HOUSING affordability is being billed as a Federal election issue.

On the face of it, concern for new homebuyers or, more importantly, renters wanting to become home owners, is understandable.

In Australia, nothing is more important than the dream of home ownership – and we are all concerned when the next generation can’t afford to do the things we did.

But is this something that governments should get involved in? Should Canberra be throwing cash around?

I doubt such measures can affect housing affordability without doing anything more than creating a short-term aberration in the market.

One reason first-home costs are even an issue is because of the current Federal Government’s interference in the housing market in the form of the first homebuyer’s grant.

So many people adapted their home-buying plans to capitalise on that $7,000 offer, ostensibly to smooth the impact of the GST.

Many first homebuyers brought forward their plans, in some cases by years, in order to take advantage of this supposed free kick from the Government.

Others raised their sights and used the $7,000 input as a way of leveraging a more expensive purchase.

And this didn’t happen in just a few isolated cases. It was major investment traffic and it affected the housing market.

Not only did the grant, in its own right, probably push prices up more than an average $7,000, but the ensuing frenzy whipped up by this market interference has gone unabated for years.

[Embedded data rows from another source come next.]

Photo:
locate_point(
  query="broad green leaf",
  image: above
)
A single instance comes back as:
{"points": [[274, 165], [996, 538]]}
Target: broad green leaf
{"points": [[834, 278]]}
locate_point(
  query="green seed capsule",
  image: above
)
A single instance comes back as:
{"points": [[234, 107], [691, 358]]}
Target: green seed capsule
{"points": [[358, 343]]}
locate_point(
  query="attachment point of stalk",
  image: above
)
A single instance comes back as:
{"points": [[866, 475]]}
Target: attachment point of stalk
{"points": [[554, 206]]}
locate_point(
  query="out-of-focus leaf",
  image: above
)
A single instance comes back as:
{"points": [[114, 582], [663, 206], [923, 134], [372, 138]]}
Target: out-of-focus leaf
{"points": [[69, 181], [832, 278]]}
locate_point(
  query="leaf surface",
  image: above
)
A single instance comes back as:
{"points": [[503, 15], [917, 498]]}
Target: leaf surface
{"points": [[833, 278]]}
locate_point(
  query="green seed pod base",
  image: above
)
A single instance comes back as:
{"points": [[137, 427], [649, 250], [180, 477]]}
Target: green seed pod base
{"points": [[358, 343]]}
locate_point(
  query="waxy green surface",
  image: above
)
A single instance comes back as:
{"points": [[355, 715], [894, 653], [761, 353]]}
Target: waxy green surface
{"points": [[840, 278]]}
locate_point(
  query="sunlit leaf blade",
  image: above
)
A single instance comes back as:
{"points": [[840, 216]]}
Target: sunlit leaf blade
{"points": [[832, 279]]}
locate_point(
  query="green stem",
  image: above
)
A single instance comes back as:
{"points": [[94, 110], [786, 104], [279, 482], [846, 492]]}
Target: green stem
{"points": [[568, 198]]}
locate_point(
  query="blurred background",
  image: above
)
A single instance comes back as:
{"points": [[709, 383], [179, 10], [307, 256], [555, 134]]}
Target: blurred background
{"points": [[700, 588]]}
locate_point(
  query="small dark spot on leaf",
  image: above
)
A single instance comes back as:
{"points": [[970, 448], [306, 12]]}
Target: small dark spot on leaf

It has been like a gold rush, with plenty of people prepared to believe the claptrap bleated by the increasing number of housing related television shows that preach the value of property, especially the windfall profits to be earned from a lick of paint and a well-placed rockery.

To be fair, with the introduction of the GST a looming concern and all manner of economic concerns since, the first homebuyer’s grant has proved quite a tactical play from the Federal Government.

However, it appears the music is stopping, and that worries those in power in Canberra because elections creep up quickly.

Like a finance broker who must use new investment capital to pay interest on the money he has already lost, there is a danger that trying to subdue market forces will eventually catch up with you.

Any attempt to manipulate the property market to make housing more affordable for some will only increase the risk of a bigger crunch in the future.

The fact is the market has boomed. Attracted to property by a collapsing share market, people of all parts of society have invested heavily in this market pushing prices to astronomical, some would say unsustainable, levels.

There is a real concern that some of these people will lose money, particularly in the apartment market, as the sector cools.

This, therefore, is the worst time to encourage first homebuyers with any form of artificial incentives.

While there may be a case for unlocking more State-owned land, there are also many regional parts of WA where cheaper housing may make them more competitive in the market for labour and skills.

And even in the city, in many ways, over-priced property might be a blessing in disguise for those paying rent.

While those already locked in may be stuck with an illiquid investment in a stagnant property market (not to mention the costs of maintaining the assets and meeting potentially rising interest rates payments), more flexible young investors might take advantage of the predicted resurgence in shares and other investments.

At the very least this group may be more flexible to take up job offers in a marketplace that requires increasing mobility.

In a year or two, many home owners may well be bemoaning the shackles associated with property – especially when the market is not showing double digit growth every year.

Of course, that might be the case until the share market gets too hot and crashes again in a few more years.

So the cycle goes on, no matter how much governments wish it wouldn’t.